Internet traffic to quintuple by 2016

By The University of Adelaide
Monday, 01 July, 2013

Academics say a forthcoming huge increase in internet traffic will require major infrastructure upgrades.

Australian internet traffic will increase by more than five times to hit one exabyte (one billion gigabytes) of data a month by 2016, a University of Adelaide mathematician and internet researcher has predicted.

Professor Matt Roughan, who is developing traffic matrices to help produce more efficient internet networks, says the predicted massive amount of data traffic adds weight to the need for upgrading Australia’s ageing telecommunications infrastructure with a National Broadband Network (NBN).

“One argument against whether the NBN is worthwhile has been that it will give us capacity that’s not needed,” says Professor Roughan. “But history in internet traffic globally has shown that every time you add capacity, new innovations come along to fill it.”

Professor Roughan has won a ‘Test of Time’ award for research he conducted a decade ago at the US telecoms giant AT&T, devising large-scale network traffic matrices to help plan network designs.

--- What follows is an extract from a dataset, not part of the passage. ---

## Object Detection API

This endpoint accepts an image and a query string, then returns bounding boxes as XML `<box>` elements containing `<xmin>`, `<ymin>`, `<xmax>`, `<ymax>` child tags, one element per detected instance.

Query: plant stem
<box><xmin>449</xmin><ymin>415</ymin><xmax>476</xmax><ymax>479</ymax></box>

The Association for Computing Machinery (ACM) SIGMETRICS Test of Time Award was announced at a conference in Pittsburgh this week.

Professor Roughan says that when he came to Australia and joined the University of Adelaide in 2004, the incredible figure of an exabyte per month volume of traffic for Australia was considered unlikely.

“Few people could see where such massive growth could come from. Then companies such as YouTube and Facebook stepped in to provide content sourced from the internet’s users themselves,” he says. “The massive demand for these and other new services and applications has kept traffic growing exponentially over the past decade.”

Professor Roughan’s analysis based on Australian Bureau of Statistics data shows that Australian internet traffic has in fact followed the trend predicted in 2004, doubling every 475 days.

Professor Roughan is now working to generate new internet traffic matrices which will help network providers design efficient communications networks to cope with the increasing traffic.

“We are looking at the maths behind the patterns of internet traffic against which network designs can be tested for efficiency,” he says. “But Australia also needs the physical infrastructure to support this rapid growth.”